The gears of my mind churn, still.
They will not grind to a stop long enough
to ease the ills of my thinking -
no trees, no peace. There is only
the infectious dark that spreads
to each far corner of the room, as the
wall clock ticks like a dormant bomb,
or my own heart beat
keeping me awake.
I will it to stop. It will not.
So I am left consumed by the fires
of time, and all that they inspire.
Must it always hurt? -
the bittersweetness of the past,
like old candy, and the pain
of the present, whiskey trailing flames
down my throat. Sword-swallower.
I'm looking at old photographs.
Here's me at four, in my grandpa's
back yard; the ends of my hair
sticking out like the wad of
electric blue chewing gum
from between my teeth -
eyes drawn asquint. A flash of grin.
Here I am again, now six, in a blue denim
dress, blowing bubbles on the porch.
Another of our old houses.
I didn't have to smile to look happy.
Suddenly, there aren't anymore pictures.
Now I only have my memories to steer by,
dumb compass. I am brought back to my room.
The dark tendrils of nostalgia dissipate,
a magician's smoke. Mind clear.
The hollow tricks of ingrown years
play on my memory, like the many rings
of a tree. Time vanishes like an adept thief.

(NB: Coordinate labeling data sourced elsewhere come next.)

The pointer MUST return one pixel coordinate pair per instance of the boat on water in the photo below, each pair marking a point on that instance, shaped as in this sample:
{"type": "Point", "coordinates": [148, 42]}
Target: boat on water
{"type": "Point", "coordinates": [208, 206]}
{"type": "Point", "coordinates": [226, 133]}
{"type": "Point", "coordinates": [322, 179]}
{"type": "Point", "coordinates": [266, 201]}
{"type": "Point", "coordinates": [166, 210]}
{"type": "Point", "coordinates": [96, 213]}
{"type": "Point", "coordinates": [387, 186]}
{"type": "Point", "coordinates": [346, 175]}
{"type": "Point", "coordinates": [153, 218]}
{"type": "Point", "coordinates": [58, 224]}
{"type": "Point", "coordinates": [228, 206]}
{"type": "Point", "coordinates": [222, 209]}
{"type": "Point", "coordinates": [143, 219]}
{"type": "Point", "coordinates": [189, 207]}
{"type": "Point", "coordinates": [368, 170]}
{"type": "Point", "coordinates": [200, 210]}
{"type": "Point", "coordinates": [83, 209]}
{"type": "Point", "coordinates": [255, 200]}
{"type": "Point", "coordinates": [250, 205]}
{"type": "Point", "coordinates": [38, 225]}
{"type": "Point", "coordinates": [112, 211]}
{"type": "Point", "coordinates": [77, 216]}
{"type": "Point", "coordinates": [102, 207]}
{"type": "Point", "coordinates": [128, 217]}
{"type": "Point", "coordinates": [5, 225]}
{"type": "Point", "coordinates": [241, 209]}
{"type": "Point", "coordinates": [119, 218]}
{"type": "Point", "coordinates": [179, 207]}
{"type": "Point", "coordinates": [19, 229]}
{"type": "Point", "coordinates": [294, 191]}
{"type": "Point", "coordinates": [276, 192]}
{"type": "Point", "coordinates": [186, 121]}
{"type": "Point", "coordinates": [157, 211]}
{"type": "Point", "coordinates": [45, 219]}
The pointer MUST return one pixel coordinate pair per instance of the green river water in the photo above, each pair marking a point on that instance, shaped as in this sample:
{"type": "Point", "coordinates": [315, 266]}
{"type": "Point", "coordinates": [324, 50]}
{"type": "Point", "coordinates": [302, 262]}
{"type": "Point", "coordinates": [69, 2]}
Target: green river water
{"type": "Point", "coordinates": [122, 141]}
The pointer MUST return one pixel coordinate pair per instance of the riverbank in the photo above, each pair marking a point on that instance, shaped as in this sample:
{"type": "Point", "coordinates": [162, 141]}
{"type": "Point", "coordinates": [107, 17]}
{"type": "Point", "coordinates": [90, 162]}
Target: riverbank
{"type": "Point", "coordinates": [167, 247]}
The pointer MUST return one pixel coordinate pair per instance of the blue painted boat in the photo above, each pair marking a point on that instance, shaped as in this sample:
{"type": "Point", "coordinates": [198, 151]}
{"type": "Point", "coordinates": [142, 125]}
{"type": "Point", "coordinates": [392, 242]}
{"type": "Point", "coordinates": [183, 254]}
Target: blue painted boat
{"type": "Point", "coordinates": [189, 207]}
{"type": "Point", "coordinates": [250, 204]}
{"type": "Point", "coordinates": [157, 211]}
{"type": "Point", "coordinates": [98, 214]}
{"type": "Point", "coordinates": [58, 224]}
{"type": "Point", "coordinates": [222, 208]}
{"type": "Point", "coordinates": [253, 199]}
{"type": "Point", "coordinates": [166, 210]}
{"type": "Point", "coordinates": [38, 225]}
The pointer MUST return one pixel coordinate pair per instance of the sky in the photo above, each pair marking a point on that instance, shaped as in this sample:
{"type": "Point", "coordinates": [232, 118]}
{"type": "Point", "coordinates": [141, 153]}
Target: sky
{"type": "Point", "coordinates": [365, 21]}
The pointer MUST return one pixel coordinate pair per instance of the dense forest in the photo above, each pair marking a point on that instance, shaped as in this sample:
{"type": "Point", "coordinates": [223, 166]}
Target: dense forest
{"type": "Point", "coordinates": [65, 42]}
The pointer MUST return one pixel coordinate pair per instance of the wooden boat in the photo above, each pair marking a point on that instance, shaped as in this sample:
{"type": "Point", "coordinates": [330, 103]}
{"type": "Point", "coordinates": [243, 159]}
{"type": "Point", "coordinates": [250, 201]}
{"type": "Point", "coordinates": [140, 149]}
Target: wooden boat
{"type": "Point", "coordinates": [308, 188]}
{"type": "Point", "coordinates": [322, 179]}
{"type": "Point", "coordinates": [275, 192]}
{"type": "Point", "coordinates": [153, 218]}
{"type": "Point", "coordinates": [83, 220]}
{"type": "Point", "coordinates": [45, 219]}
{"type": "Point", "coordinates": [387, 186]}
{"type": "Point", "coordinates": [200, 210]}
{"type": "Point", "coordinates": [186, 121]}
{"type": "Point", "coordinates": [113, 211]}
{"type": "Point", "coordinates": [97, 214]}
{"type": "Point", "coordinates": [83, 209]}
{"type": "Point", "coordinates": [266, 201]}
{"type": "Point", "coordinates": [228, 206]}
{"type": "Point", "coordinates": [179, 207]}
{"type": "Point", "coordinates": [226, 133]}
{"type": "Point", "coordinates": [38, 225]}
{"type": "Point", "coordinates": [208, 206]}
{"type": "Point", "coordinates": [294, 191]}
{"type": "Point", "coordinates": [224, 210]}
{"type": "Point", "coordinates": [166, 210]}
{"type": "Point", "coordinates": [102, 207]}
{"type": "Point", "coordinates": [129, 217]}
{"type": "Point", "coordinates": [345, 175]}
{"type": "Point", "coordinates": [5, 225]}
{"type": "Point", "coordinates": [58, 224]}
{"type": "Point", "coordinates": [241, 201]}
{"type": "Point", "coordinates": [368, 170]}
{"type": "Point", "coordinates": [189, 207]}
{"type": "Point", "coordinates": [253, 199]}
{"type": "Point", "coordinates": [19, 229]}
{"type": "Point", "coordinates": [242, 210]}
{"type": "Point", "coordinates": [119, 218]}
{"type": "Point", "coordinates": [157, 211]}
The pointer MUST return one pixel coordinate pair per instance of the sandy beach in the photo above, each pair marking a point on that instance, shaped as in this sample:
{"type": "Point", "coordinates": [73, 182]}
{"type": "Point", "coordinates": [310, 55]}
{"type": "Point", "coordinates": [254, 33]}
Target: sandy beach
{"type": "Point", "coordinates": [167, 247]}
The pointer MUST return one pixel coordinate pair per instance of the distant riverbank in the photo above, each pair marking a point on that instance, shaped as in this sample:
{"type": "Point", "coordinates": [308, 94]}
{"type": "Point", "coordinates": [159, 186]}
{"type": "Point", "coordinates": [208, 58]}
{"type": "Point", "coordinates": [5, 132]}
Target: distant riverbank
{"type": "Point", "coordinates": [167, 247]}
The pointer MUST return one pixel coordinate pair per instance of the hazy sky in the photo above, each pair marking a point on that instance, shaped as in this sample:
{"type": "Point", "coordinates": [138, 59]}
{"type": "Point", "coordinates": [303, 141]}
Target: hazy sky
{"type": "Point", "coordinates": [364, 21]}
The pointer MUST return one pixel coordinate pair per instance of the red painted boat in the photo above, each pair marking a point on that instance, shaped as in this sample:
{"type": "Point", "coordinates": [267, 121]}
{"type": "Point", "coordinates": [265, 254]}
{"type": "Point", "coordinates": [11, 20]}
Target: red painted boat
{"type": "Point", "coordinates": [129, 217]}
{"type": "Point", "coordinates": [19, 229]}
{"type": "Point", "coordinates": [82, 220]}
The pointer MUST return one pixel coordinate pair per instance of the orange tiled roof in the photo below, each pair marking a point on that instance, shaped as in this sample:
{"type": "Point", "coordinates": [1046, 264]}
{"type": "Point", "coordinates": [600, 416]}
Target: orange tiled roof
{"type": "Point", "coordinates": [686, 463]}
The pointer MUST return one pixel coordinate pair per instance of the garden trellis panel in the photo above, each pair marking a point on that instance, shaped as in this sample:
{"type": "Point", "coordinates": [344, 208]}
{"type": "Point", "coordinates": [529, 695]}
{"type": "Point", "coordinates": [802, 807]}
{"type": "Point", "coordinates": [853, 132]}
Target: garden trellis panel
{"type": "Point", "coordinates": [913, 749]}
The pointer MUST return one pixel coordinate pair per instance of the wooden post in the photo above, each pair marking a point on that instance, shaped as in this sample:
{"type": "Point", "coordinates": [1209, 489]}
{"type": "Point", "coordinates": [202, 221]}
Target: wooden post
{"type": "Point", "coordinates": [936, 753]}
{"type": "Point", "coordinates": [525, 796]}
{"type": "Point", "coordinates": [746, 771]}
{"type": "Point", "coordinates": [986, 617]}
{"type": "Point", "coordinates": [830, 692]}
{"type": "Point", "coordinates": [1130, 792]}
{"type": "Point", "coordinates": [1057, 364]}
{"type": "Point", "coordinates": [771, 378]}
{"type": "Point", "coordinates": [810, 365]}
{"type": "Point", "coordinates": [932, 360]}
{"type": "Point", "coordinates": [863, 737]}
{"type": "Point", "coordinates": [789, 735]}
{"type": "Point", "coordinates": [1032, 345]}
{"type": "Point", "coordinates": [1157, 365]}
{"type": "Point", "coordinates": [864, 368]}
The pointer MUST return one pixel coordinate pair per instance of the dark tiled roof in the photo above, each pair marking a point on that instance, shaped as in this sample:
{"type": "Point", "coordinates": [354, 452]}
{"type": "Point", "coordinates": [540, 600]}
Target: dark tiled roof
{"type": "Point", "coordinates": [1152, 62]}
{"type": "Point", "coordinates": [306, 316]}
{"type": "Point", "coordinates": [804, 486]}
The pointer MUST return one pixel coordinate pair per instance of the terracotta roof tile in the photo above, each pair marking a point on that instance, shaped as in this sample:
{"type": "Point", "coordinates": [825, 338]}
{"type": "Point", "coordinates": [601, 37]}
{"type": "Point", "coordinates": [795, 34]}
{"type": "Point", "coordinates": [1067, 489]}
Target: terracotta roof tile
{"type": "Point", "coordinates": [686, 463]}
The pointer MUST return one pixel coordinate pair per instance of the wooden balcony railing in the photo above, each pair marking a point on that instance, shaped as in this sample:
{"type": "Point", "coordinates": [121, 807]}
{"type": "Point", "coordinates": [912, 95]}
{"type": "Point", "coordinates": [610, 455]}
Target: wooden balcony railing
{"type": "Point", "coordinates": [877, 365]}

But it gives back in what I now recall,
which is the sort of girl i used to be.
YOU ARE READING
Landscapes of the Mind - Poems
Poetry❝ ... abyss without color or stars, black hole we know not of until we are confronted by it. ❞ Poems of life, love, and mental illness not-so-loosely based on experience. ❋ ❋ ❋ © Copyright 2015-2017, by April Nicole Jones.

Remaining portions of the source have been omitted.